DataWorks:Using the Legacy Data Development Experience

Last Updated:Oct 28, 2025

This tutorial shows you how to use the DataWorks and EMR product portfolio for big data development and analysis. This tutorial uses a user persona analysis case to demonstrate the capabilities of DataWorks in Data Integration, Data Development, and Operation Center.

Case description

To create better business strategies, you need to obtain basic profile data, such as geographical and social attributes, from user website behavior. This data allows for scheduled persona analysis and fine-grained management of website traffic. You can use the DataWorks and EMR product portfolio to perform data synchronization, data transformation, data management, and data consumption.

Note

Read Experiment introduction to familiarize yourself with the entire process of a user profile analysis case.
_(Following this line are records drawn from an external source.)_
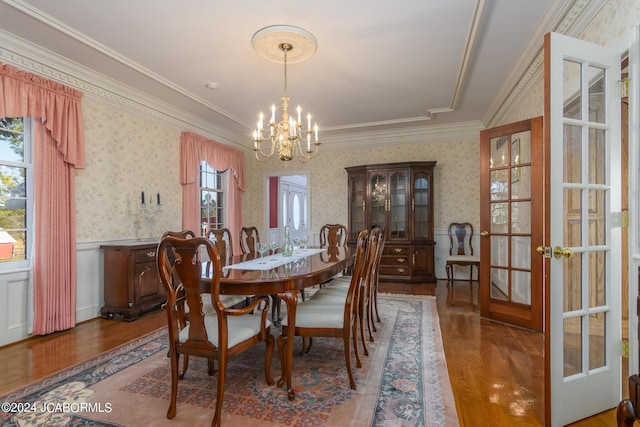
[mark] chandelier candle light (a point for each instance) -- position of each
(286, 136)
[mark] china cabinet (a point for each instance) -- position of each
(131, 281)
(399, 198)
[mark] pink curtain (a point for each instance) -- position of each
(193, 150)
(58, 149)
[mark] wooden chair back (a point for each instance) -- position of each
(460, 238)
(184, 258)
(315, 318)
(369, 287)
(223, 242)
(184, 234)
(249, 239)
(461, 249)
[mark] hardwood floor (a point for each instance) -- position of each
(496, 371)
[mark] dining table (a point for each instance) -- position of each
(286, 277)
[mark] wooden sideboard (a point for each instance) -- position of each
(132, 284)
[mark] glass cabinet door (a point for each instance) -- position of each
(378, 199)
(397, 205)
(421, 206)
(357, 205)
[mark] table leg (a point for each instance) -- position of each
(291, 299)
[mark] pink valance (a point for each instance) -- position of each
(24, 94)
(195, 148)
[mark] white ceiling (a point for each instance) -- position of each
(380, 65)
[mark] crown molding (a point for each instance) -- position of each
(32, 58)
(569, 18)
(405, 136)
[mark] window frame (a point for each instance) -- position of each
(221, 210)
(29, 228)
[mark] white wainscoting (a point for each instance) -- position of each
(14, 288)
(89, 292)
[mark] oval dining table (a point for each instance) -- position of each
(286, 281)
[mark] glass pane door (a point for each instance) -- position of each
(398, 205)
(511, 221)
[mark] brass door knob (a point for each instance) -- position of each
(559, 252)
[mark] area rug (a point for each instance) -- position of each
(403, 382)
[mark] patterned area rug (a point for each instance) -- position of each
(403, 382)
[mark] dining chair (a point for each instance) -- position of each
(461, 250)
(339, 286)
(330, 316)
(219, 336)
(223, 242)
(249, 239)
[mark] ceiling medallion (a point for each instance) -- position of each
(286, 137)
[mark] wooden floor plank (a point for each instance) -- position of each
(496, 371)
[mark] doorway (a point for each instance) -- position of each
(286, 204)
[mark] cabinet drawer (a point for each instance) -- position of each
(145, 255)
(396, 250)
(395, 270)
(400, 260)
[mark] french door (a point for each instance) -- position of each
(511, 218)
(582, 235)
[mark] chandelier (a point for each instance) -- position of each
(288, 137)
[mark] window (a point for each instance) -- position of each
(212, 198)
(16, 185)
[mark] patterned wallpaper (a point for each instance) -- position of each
(456, 180)
(125, 155)
(612, 24)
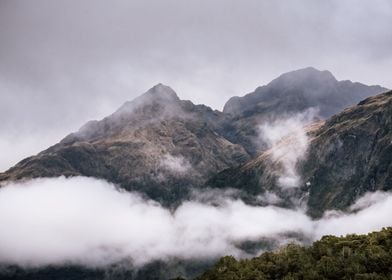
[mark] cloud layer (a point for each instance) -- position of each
(90, 222)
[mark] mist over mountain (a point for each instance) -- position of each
(172, 186)
(288, 94)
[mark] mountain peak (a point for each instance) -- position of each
(304, 75)
(161, 91)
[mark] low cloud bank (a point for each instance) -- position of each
(88, 221)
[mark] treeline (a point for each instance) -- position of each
(354, 257)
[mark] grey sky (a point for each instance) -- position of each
(63, 63)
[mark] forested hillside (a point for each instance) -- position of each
(350, 257)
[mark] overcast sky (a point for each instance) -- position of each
(63, 63)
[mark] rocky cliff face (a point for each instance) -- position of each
(156, 144)
(348, 155)
(164, 147)
(288, 94)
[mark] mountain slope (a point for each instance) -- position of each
(156, 144)
(350, 257)
(288, 94)
(349, 155)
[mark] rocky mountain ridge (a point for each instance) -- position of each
(165, 147)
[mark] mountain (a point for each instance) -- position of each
(348, 155)
(157, 144)
(165, 147)
(288, 94)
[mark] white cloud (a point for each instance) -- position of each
(288, 142)
(90, 222)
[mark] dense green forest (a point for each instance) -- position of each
(350, 257)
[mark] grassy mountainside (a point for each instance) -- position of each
(349, 155)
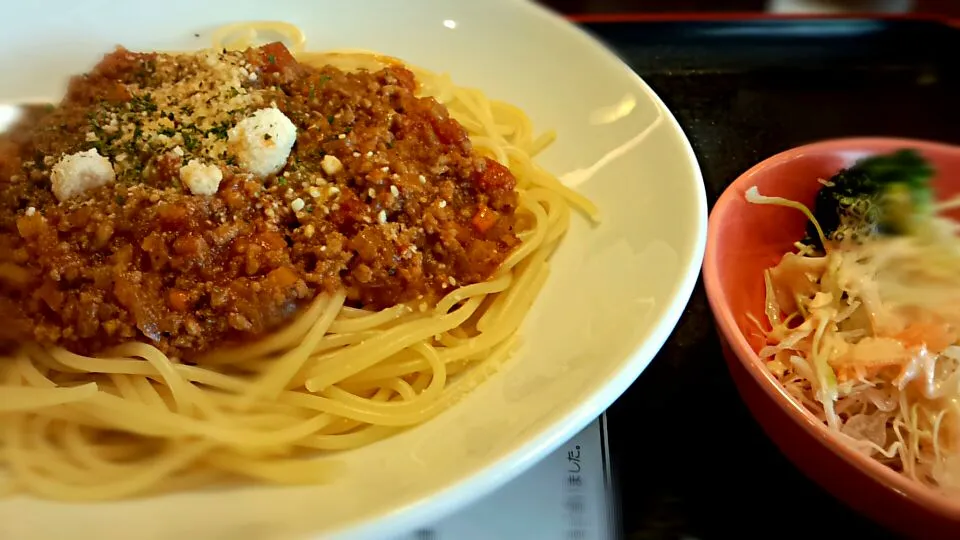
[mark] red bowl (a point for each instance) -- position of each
(743, 239)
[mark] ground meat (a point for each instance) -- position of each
(382, 195)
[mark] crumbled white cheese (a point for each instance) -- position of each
(80, 172)
(201, 179)
(331, 165)
(262, 141)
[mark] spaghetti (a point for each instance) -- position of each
(132, 419)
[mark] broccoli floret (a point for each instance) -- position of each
(882, 194)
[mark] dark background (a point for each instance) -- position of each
(689, 461)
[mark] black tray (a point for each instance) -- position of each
(689, 461)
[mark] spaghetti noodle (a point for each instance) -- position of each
(131, 420)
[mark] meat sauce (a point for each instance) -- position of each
(410, 212)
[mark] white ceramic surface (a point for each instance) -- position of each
(614, 294)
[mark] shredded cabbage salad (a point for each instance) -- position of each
(866, 334)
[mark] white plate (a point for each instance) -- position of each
(614, 294)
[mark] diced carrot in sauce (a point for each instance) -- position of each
(484, 219)
(179, 300)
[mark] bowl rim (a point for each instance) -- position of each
(724, 317)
This ensures that you can complete this tutorial.

Data development platform

This tutorial uses the DataWorks classic DataStudio platform. Ensure that your workspace is not set to Use The New Data Studio.

  • When you create a workspace, do not select Use The New Data Studio.
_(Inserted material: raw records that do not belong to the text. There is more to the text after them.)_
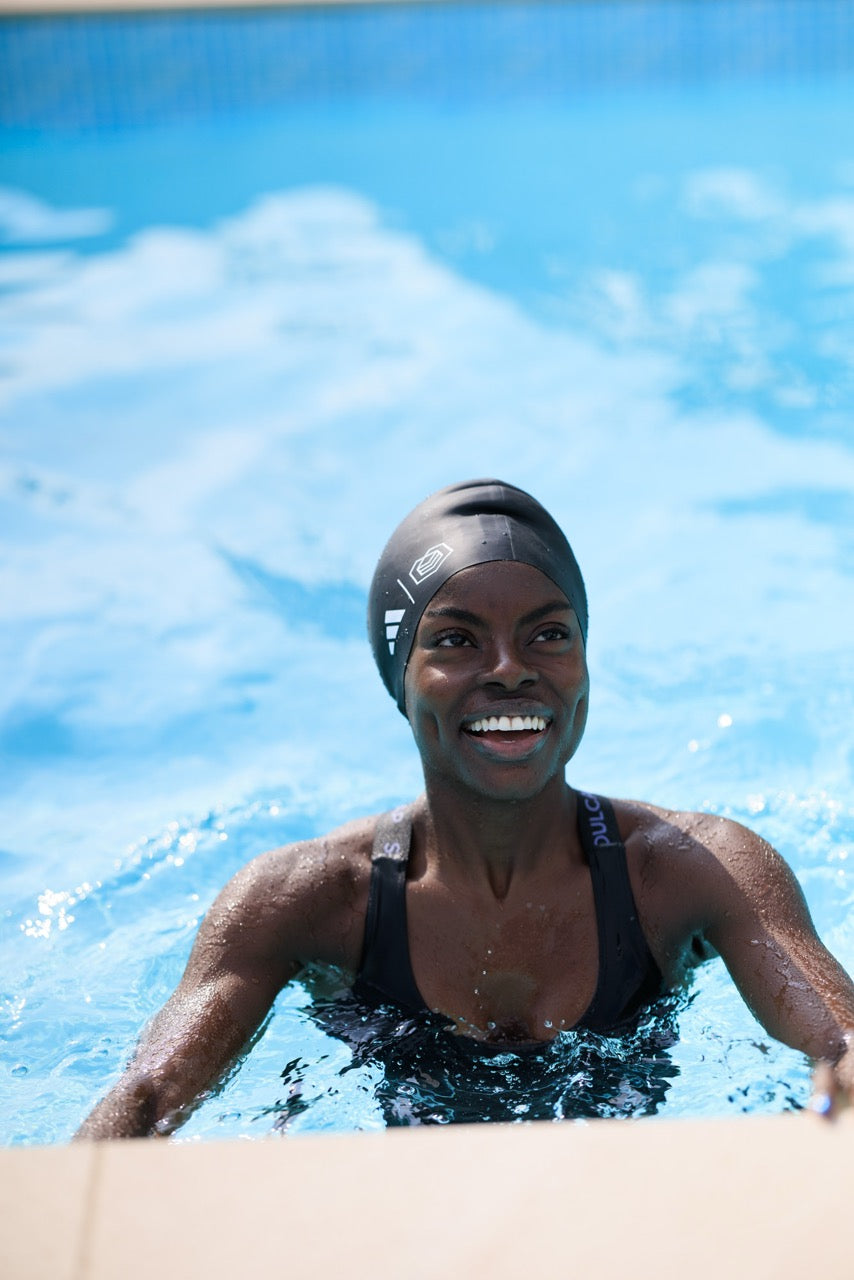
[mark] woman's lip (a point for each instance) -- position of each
(508, 744)
(506, 720)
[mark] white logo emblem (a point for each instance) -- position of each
(392, 626)
(430, 561)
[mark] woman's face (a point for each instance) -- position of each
(497, 681)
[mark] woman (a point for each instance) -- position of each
(503, 901)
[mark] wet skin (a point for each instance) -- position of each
(499, 906)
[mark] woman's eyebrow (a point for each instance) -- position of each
(450, 611)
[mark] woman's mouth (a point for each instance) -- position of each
(507, 725)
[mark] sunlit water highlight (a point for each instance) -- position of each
(238, 346)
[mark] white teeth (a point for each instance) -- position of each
(507, 725)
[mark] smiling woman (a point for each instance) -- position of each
(496, 909)
(494, 650)
(270, 277)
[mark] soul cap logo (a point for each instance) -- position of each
(430, 561)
  • After February 18, 2025, the new Data Studio is enabled by default when you create a workspace for the first time in the following regions using an Alibaba Cloud account with DataWorks enabled. If the new Data Studio is enabled by default in your workspace, see the Experience the new Data Studio tutorial.
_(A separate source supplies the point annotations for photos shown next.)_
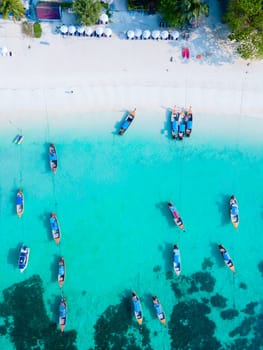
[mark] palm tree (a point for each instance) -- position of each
(12, 7)
(199, 8)
(192, 9)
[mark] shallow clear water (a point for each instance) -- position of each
(110, 196)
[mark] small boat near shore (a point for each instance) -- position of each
(55, 229)
(234, 212)
(20, 203)
(53, 159)
(227, 259)
(23, 258)
(181, 123)
(19, 139)
(176, 217)
(189, 122)
(159, 310)
(127, 122)
(61, 271)
(62, 314)
(137, 308)
(177, 260)
(174, 123)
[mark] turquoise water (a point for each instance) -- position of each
(110, 196)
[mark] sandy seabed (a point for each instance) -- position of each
(69, 76)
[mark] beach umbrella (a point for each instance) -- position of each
(99, 31)
(64, 29)
(138, 33)
(175, 34)
(130, 34)
(80, 29)
(108, 32)
(72, 30)
(104, 18)
(146, 34)
(164, 34)
(88, 31)
(155, 34)
(3, 51)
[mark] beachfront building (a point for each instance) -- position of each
(48, 11)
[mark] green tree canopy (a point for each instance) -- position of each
(245, 19)
(87, 11)
(180, 12)
(12, 7)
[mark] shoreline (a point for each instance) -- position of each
(110, 74)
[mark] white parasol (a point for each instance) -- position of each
(130, 34)
(72, 29)
(4, 51)
(164, 34)
(155, 34)
(175, 34)
(108, 32)
(80, 29)
(138, 33)
(88, 31)
(64, 29)
(104, 18)
(99, 31)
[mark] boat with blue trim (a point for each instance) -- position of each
(53, 158)
(177, 260)
(127, 122)
(20, 203)
(176, 217)
(159, 310)
(55, 229)
(189, 122)
(23, 258)
(227, 259)
(174, 123)
(62, 314)
(181, 123)
(137, 308)
(61, 271)
(234, 211)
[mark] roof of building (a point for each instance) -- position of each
(48, 11)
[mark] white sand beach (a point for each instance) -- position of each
(111, 74)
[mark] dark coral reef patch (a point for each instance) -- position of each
(117, 329)
(218, 300)
(26, 321)
(202, 281)
(229, 314)
(190, 328)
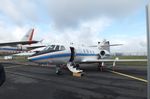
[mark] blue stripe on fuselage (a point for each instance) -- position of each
(59, 56)
(9, 49)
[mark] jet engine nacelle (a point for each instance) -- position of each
(104, 53)
(20, 47)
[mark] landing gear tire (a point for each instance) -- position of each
(78, 66)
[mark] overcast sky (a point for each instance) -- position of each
(79, 21)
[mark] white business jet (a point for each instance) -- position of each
(71, 56)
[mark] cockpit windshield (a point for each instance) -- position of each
(54, 48)
(50, 47)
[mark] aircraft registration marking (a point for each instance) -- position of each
(129, 76)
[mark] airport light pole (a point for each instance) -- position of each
(148, 49)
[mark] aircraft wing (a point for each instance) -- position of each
(34, 47)
(17, 43)
(112, 60)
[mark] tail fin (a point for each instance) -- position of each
(28, 36)
(105, 45)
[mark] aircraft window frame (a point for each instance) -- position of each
(48, 47)
(57, 48)
(87, 51)
(84, 51)
(62, 48)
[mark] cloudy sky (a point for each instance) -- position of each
(79, 21)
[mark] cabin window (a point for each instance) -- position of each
(87, 51)
(57, 48)
(62, 48)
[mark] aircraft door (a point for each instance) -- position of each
(72, 54)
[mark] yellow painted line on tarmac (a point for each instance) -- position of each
(129, 76)
(12, 66)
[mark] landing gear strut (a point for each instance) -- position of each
(100, 66)
(2, 75)
(58, 70)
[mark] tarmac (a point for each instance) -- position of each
(30, 81)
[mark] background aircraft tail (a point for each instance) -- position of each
(28, 36)
(105, 45)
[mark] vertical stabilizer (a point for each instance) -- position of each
(28, 36)
(105, 45)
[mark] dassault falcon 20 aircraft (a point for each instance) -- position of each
(72, 56)
(9, 48)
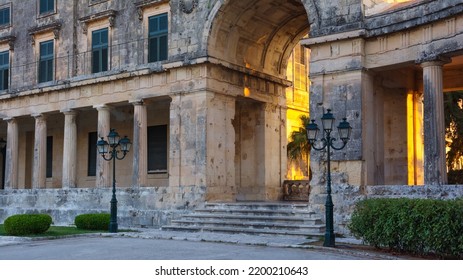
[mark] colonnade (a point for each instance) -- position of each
(70, 149)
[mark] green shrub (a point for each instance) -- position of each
(27, 224)
(419, 226)
(95, 221)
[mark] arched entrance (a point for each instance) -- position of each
(249, 44)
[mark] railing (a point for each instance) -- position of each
(120, 57)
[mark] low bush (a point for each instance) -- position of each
(418, 226)
(94, 221)
(27, 224)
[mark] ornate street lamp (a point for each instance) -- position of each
(344, 131)
(3, 152)
(117, 146)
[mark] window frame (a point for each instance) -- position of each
(152, 153)
(48, 58)
(100, 49)
(49, 157)
(158, 35)
(47, 12)
(92, 154)
(3, 8)
(5, 67)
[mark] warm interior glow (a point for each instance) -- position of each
(246, 92)
(415, 140)
(297, 101)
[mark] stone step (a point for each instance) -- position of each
(259, 212)
(257, 206)
(249, 225)
(250, 218)
(235, 230)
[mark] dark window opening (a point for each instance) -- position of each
(92, 154)
(5, 16)
(100, 50)
(46, 6)
(157, 38)
(157, 149)
(46, 62)
(49, 156)
(4, 70)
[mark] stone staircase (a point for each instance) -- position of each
(252, 218)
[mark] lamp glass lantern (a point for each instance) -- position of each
(102, 146)
(312, 131)
(2, 143)
(125, 144)
(113, 138)
(328, 121)
(344, 130)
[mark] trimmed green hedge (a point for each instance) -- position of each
(95, 221)
(27, 224)
(419, 226)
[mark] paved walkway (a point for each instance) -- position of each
(343, 244)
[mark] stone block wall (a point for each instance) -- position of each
(137, 207)
(345, 197)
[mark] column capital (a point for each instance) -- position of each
(9, 119)
(435, 60)
(69, 112)
(102, 107)
(39, 116)
(137, 102)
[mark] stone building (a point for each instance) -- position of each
(199, 87)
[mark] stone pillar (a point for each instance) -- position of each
(103, 178)
(434, 124)
(69, 179)
(40, 152)
(12, 153)
(140, 145)
(220, 158)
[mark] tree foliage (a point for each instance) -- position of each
(299, 145)
(453, 108)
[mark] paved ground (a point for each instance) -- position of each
(152, 244)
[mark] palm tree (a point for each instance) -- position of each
(299, 145)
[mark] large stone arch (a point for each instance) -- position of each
(249, 44)
(257, 34)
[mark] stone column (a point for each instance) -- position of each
(434, 124)
(40, 152)
(140, 145)
(12, 153)
(103, 178)
(69, 179)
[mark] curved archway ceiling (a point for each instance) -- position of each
(258, 34)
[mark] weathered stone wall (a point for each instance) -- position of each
(345, 197)
(152, 207)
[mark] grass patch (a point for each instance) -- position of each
(55, 231)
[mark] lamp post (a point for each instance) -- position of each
(117, 145)
(344, 130)
(3, 152)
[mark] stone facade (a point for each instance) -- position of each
(220, 96)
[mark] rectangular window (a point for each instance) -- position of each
(46, 62)
(91, 164)
(157, 38)
(49, 156)
(157, 149)
(46, 6)
(4, 69)
(5, 16)
(100, 50)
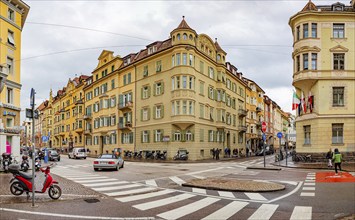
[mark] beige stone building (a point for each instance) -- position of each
(324, 75)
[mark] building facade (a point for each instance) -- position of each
(12, 20)
(324, 77)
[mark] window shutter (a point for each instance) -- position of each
(183, 136)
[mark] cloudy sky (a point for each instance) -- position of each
(63, 38)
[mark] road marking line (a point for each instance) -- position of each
(255, 196)
(94, 181)
(74, 216)
(128, 192)
(144, 196)
(198, 177)
(307, 194)
(265, 211)
(151, 182)
(177, 180)
(162, 202)
(309, 188)
(226, 194)
(188, 209)
(227, 211)
(301, 212)
(309, 184)
(109, 188)
(198, 190)
(105, 184)
(289, 182)
(87, 178)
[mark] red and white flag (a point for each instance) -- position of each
(295, 101)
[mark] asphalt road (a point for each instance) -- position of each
(153, 190)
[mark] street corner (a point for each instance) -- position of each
(227, 184)
(332, 177)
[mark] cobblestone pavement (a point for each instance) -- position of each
(234, 185)
(70, 191)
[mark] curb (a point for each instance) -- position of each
(265, 168)
(230, 190)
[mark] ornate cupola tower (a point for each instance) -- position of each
(221, 54)
(183, 34)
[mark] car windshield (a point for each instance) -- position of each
(107, 156)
    China (Hangzhou), China (Shanghai), China (Beijing), China (Zhangjiakou), China (Ulanqab), China (Shenzhen), China (Chengdu), China (Hong Kong), Japan (Tokyo), Singapore, Malaysia (Kuala Lumpur), Indonesia (Jakarta), Thailand (Bangkok), Germany (Frankfurt), UK (London), US (Silicon Valley), US (Virginia)

Procedure

  1. Prepare the environment

    Create the EMR cluster and DataWorks workspace for this tutorial. Then, configure the resource group network.

  2. Synchronize data

    In DataWorks, configure a data synchronization task to sync the provided user information and website log data to Object Storage Service (OSS). Create an EMR foreign table to parse the data in OSS, which syncs the data to the attached EMR computing resource. You can then query the synchronized data.

  3. Transform data

    Use an EMR Hive node in DataWorks to transform the data in the user information and access log tables that are synced to EMR. The goal is to generate the target user persona data.

  4. Monitor data quality

    Configure data quality monitoring for the tables generated during data transformation. This helps detect and block dirty data early to prevent it from affecting downstream processes.

  5. Manage data

    After the user persona analysis workflow completes, data tables are created in EMR. Use Data Map to view the data lineage between these tables.

  6. Consume data

    After the user persona analysis is complete, use the DataAnalysis module to visualize the transformed data. This helps you quickly extract key information and understand business trends.